Als Pulvertürme bezeichnete man seit dem Mittelalter drei große Rundtürme, in denen die für den Kriegsfall benötigten Pulvervorräte, Waffen und Munitionen gelagert wurden. In den Erdgeschossen der Pulvertürme wurden auch Gefangene inhaftiert, wodurch die Türme oftmals auch als Zwinger oder Zwingertürme bezeichnet wurden. Die drei Türme sind vermutlich unter der Leitung von Jacob Bockes van Vollenhoff aus den Niederlanden von 1512 bis 1534 erbaut worden. Es gab

  • den Ostertorzwinger, der kleinste Pulverturm von 1514, der am östlichen Tor stand (explodiert 1624, wiedererrichtet),
  • den Stephanitorzwinger (Bräutigam), der größere Turm von 1525 bis 1534, der in der Nähe des Stephanitores stand und der Bräutigam genannt wurde (explodiert 1647) und
  • den Herrlichkeitzwinger (Braut), der größte Turm von 1522, der auf der Herrlichkeit, einer Halbinsel zwischen der großen und der kleinen Weser stand und der die Braut genannt wurde (explodiert 1739).

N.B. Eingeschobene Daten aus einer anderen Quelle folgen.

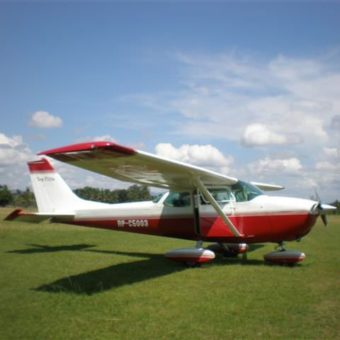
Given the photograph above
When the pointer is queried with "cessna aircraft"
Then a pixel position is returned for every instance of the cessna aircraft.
(201, 205)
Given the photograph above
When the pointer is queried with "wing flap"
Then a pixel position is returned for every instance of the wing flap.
(135, 166)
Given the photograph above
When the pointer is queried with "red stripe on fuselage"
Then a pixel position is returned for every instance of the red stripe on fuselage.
(256, 228)
(42, 165)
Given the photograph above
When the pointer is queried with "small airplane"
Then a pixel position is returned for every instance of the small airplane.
(200, 205)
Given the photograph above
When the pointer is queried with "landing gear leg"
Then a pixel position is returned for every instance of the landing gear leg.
(281, 246)
(199, 244)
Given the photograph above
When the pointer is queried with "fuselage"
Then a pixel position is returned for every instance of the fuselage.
(260, 219)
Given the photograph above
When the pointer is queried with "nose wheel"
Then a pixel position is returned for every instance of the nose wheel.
(280, 246)
(283, 256)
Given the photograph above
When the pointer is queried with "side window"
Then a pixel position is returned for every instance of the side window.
(221, 195)
(178, 199)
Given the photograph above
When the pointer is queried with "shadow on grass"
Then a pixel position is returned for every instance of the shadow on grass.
(122, 274)
(114, 276)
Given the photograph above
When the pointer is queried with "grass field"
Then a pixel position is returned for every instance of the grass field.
(62, 282)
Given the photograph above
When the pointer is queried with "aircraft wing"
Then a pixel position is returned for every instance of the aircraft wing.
(135, 166)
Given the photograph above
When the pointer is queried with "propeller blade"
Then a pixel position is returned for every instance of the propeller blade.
(324, 219)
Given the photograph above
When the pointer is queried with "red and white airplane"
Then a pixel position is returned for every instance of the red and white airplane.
(200, 205)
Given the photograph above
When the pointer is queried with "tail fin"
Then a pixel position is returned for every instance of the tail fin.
(51, 192)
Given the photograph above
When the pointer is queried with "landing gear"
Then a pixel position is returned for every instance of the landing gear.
(280, 246)
(283, 256)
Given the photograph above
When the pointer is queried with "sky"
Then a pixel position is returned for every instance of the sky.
(250, 89)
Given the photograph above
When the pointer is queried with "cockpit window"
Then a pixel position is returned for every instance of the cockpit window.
(221, 195)
(239, 192)
(178, 199)
(245, 191)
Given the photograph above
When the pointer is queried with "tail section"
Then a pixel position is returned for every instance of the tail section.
(51, 192)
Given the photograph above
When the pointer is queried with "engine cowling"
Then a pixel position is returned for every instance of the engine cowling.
(191, 256)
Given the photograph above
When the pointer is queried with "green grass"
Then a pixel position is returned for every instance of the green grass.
(63, 282)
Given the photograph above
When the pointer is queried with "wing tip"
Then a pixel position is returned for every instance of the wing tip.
(89, 146)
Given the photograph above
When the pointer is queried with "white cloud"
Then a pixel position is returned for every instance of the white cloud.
(272, 166)
(44, 120)
(261, 135)
(14, 154)
(201, 155)
(295, 98)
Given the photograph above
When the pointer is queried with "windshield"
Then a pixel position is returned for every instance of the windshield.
(245, 191)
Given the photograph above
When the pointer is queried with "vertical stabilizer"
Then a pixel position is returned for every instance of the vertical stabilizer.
(51, 192)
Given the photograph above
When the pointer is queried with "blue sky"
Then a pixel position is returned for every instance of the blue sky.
(255, 84)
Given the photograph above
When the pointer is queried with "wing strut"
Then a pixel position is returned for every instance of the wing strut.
(207, 195)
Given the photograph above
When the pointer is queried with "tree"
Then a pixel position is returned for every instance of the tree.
(6, 196)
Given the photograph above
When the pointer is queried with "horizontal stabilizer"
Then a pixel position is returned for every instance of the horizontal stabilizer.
(24, 216)
(267, 187)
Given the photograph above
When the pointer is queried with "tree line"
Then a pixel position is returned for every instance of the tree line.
(25, 198)
(134, 193)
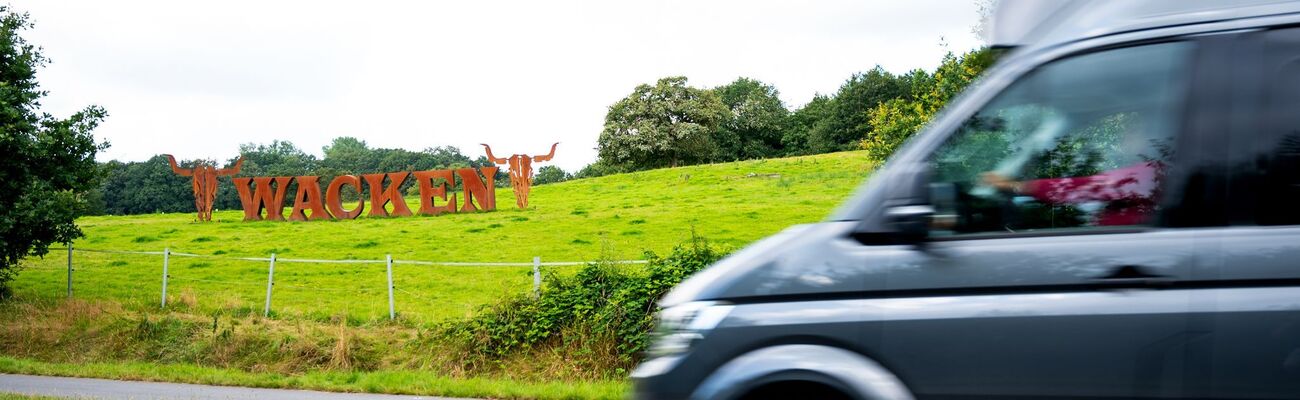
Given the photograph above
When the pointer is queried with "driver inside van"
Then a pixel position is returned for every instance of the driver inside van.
(1126, 195)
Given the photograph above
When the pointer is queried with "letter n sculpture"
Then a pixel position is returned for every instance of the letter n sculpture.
(520, 172)
(204, 183)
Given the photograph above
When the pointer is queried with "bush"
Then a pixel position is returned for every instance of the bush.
(602, 308)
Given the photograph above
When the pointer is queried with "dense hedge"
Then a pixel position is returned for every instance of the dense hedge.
(605, 307)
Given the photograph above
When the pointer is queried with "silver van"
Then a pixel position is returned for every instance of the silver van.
(1113, 212)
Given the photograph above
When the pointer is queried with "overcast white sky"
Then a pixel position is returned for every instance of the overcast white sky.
(196, 79)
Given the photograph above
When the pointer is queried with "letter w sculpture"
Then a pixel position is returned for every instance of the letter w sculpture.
(204, 182)
(520, 172)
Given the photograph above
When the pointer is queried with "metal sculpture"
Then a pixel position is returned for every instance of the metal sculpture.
(204, 182)
(520, 172)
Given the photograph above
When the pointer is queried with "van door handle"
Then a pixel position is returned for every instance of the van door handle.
(1132, 275)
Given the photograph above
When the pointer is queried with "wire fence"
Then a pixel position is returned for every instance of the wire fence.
(134, 281)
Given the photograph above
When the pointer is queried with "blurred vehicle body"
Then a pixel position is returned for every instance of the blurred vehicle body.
(928, 283)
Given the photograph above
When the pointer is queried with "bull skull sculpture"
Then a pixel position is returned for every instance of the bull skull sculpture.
(203, 182)
(520, 172)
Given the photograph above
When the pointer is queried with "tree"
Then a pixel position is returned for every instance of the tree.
(755, 124)
(897, 120)
(668, 124)
(849, 121)
(550, 174)
(802, 122)
(146, 187)
(48, 164)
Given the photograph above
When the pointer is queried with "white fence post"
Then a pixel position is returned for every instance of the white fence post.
(69, 269)
(391, 314)
(271, 281)
(537, 277)
(167, 255)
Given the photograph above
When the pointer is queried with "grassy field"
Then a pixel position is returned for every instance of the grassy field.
(329, 326)
(618, 216)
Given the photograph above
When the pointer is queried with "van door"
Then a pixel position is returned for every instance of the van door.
(1255, 342)
(1056, 274)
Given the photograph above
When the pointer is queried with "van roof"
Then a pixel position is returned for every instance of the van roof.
(1048, 22)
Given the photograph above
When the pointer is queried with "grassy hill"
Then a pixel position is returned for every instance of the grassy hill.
(618, 216)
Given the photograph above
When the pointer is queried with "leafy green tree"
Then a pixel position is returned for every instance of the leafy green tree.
(48, 164)
(550, 174)
(755, 124)
(347, 155)
(668, 124)
(599, 168)
(849, 121)
(897, 120)
(802, 122)
(147, 187)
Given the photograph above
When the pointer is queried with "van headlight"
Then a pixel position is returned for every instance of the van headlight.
(680, 326)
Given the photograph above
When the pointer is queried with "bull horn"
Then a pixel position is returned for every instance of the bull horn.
(547, 157)
(490, 157)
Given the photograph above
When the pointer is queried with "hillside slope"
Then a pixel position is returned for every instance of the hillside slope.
(616, 216)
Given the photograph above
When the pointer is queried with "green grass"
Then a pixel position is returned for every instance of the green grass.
(376, 382)
(16, 396)
(618, 216)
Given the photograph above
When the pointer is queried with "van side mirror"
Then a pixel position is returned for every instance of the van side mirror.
(913, 224)
(910, 222)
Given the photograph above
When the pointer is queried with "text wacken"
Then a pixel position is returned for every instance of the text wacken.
(267, 195)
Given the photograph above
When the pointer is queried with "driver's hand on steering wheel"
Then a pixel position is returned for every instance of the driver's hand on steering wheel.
(1000, 182)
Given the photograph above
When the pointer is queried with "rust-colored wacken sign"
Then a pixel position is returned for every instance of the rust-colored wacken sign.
(264, 198)
(204, 182)
(520, 172)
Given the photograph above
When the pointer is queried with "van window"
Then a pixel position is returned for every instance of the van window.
(1264, 162)
(1078, 143)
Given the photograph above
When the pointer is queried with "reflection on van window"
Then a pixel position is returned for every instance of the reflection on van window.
(1080, 142)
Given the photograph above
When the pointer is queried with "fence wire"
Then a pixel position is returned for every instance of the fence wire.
(365, 296)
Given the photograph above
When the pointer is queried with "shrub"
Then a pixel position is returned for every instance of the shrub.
(603, 307)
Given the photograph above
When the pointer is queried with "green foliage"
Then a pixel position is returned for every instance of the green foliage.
(47, 162)
(896, 120)
(668, 124)
(550, 174)
(811, 117)
(148, 187)
(658, 203)
(602, 303)
(849, 121)
(755, 124)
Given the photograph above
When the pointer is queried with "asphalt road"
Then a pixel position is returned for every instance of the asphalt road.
(105, 388)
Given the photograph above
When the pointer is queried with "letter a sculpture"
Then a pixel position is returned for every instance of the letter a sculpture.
(204, 183)
(520, 172)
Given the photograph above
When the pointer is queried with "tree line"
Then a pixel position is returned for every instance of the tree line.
(672, 124)
(661, 125)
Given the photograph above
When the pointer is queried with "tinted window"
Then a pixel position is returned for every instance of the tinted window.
(1078, 143)
(1264, 161)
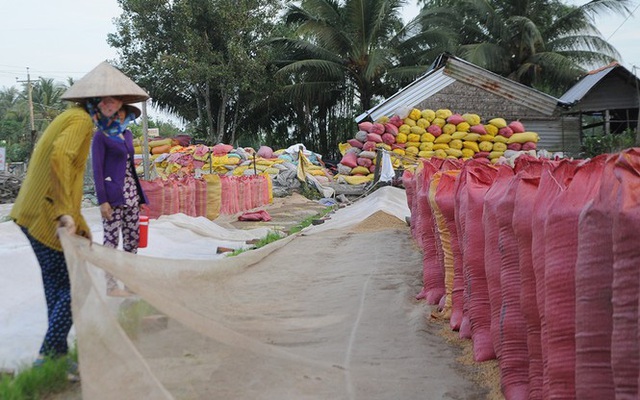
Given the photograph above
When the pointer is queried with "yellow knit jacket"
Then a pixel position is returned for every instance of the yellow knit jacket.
(55, 176)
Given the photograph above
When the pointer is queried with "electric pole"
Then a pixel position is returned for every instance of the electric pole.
(30, 99)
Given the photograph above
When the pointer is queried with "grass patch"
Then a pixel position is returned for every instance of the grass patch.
(307, 221)
(131, 314)
(39, 382)
(274, 236)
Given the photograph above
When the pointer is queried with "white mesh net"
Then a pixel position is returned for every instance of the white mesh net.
(326, 314)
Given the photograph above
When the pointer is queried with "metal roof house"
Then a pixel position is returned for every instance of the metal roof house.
(463, 87)
(606, 100)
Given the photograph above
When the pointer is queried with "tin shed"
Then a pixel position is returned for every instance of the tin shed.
(605, 100)
(463, 87)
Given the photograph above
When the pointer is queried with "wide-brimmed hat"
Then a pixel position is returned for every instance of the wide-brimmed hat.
(105, 80)
(132, 109)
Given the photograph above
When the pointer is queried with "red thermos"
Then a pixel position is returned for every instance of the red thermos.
(144, 230)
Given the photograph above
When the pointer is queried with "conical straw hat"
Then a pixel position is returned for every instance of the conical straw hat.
(105, 80)
(133, 109)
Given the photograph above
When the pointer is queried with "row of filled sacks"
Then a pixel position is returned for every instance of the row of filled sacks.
(208, 196)
(537, 265)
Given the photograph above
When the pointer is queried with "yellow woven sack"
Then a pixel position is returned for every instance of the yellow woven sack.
(463, 127)
(471, 146)
(415, 114)
(426, 146)
(444, 138)
(427, 114)
(458, 135)
(472, 137)
(499, 147)
(491, 129)
(359, 170)
(343, 147)
(427, 137)
(423, 123)
(426, 154)
(410, 122)
(161, 142)
(439, 121)
(356, 179)
(500, 139)
(440, 146)
(467, 153)
(443, 113)
(454, 153)
(417, 130)
(456, 144)
(498, 122)
(440, 153)
(471, 119)
(411, 150)
(523, 137)
(485, 146)
(486, 138)
(214, 195)
(449, 129)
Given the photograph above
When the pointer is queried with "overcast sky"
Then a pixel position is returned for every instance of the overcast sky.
(62, 38)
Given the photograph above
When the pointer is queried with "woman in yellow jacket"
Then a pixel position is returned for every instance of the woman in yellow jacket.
(51, 194)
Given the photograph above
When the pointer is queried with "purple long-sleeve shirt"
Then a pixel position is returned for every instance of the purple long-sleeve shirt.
(109, 159)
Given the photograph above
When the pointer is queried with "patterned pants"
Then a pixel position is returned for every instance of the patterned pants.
(57, 292)
(124, 220)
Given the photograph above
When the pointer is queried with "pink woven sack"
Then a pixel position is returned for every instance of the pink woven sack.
(594, 277)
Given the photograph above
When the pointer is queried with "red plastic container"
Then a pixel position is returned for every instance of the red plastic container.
(143, 227)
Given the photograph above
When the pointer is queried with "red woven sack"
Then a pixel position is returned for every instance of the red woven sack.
(561, 246)
(479, 179)
(445, 199)
(626, 259)
(432, 269)
(553, 180)
(527, 187)
(594, 277)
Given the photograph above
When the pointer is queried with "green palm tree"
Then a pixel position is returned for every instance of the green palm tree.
(541, 43)
(340, 45)
(46, 101)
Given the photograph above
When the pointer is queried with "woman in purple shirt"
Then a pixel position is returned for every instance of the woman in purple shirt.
(118, 188)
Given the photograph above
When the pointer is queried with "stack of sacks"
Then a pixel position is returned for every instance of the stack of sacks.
(444, 134)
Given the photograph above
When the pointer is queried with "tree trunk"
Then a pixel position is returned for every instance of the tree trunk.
(221, 119)
(234, 125)
(207, 103)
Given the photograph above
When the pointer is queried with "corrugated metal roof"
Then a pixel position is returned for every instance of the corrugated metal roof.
(424, 87)
(584, 85)
(516, 92)
(448, 69)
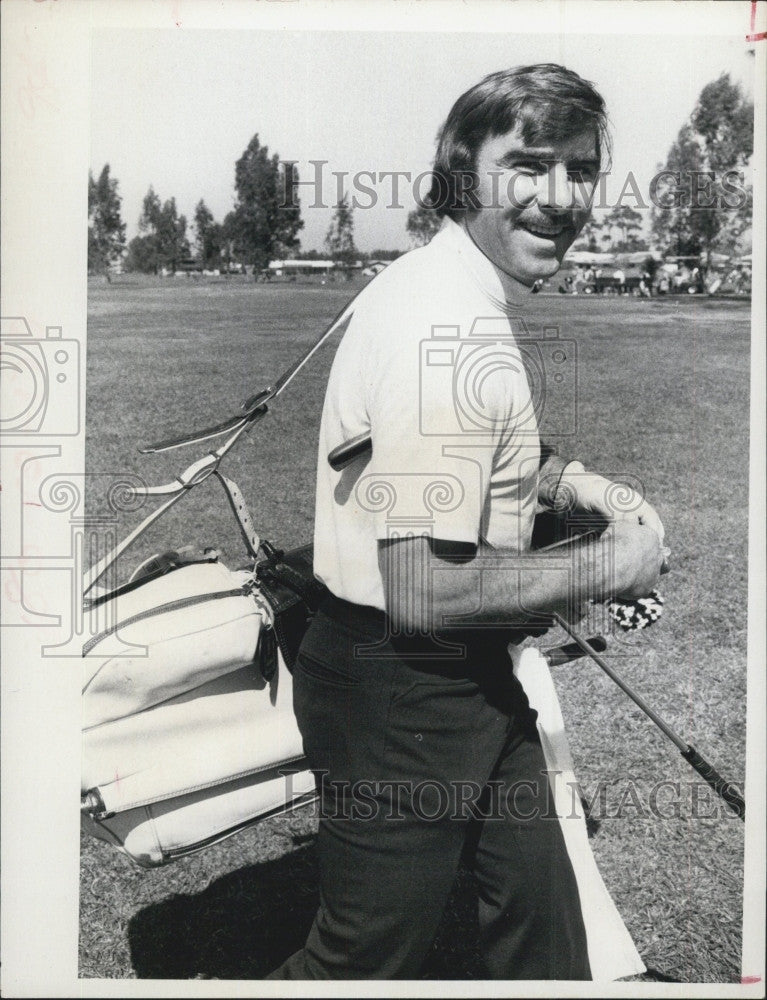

Ein wesentlicher Bestandteil der Stadtbefestigung war der Stadtgraben. Wegen der geringen Höhenunterschiede des Geländes gab es keine Probleme mit der Wasserfüllung. Schon die Domburg hatte zeitweise Spitzgräben gehabt. Von den Stadtdarstellungen des 16. und 17. Jahrhunderts zeigt die Hogenberg'sche noch einen mäßig breiten Graben. Mit dem Ausbau nach den Plänen von Valckenburgh wurden die Gräben sehr breit, so hatte man gleichzeitig Erdmaterial zur Aufschüttung der Wälle und Bastionen. Nach der Aufgabe der Verteidigungsfunktion erhielten Ufer und Böschungen gerundetere Formen. Auf der Altstadtseite ist heute der breite Graben das prägende Element der Wallanlagen.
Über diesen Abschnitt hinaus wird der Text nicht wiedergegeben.